The table Metrics_pheno_A.xlsx has details on the bands, indices, and computed statistics.
In addition to spectral metrics, the metric generation software produces a set of technical layers including the number of cloud-free 16-day composites, gap-filling algorithm outputs, data quality, and water presence.
The following software should be installed to generate metrics:
- ActivePerl (https://www.activestate.com/products/activeperl/)

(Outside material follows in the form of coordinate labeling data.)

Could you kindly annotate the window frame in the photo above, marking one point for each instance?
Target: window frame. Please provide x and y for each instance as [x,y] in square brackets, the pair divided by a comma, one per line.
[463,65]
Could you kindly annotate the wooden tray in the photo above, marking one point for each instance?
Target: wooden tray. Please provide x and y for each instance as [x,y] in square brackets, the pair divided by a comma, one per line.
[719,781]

- GLAD_1.0 core package (https://glad.umd.edu/gladtools/Complete_package/GLAD_1.0_master.zip)
- Download all required 16-day composites
- Download and install software
- Make a list of tiles to process (single column, tile names only – see example tiles.txt).
- Use the following command to compute metrics:
> perl C:/GLAD_1.0/metrics_pheno.pl A <tile_list> <year> <input folder> <output folder> <threads>
> perl C:/GLAD_1.0/metrics_pheno.pl A tiles.txt 2018 D:/Data D:/Metrics 1
The command parameters are:
Input folder: the folder with 16-day composite data. It should contain tile data in subfolders.
Output folder: will be created by the code, tile data will be recorded into subfolders.
Threads: the number of parallel processes. The parameter should be increased only if:
- A computer has a multi-core processor (e.g., Intel Xeon)
- The RAM can hold several processes simultaneously. Each process will use 13GB RAM. To calculate the total RAM usage, multiply 13GB by the number of processes.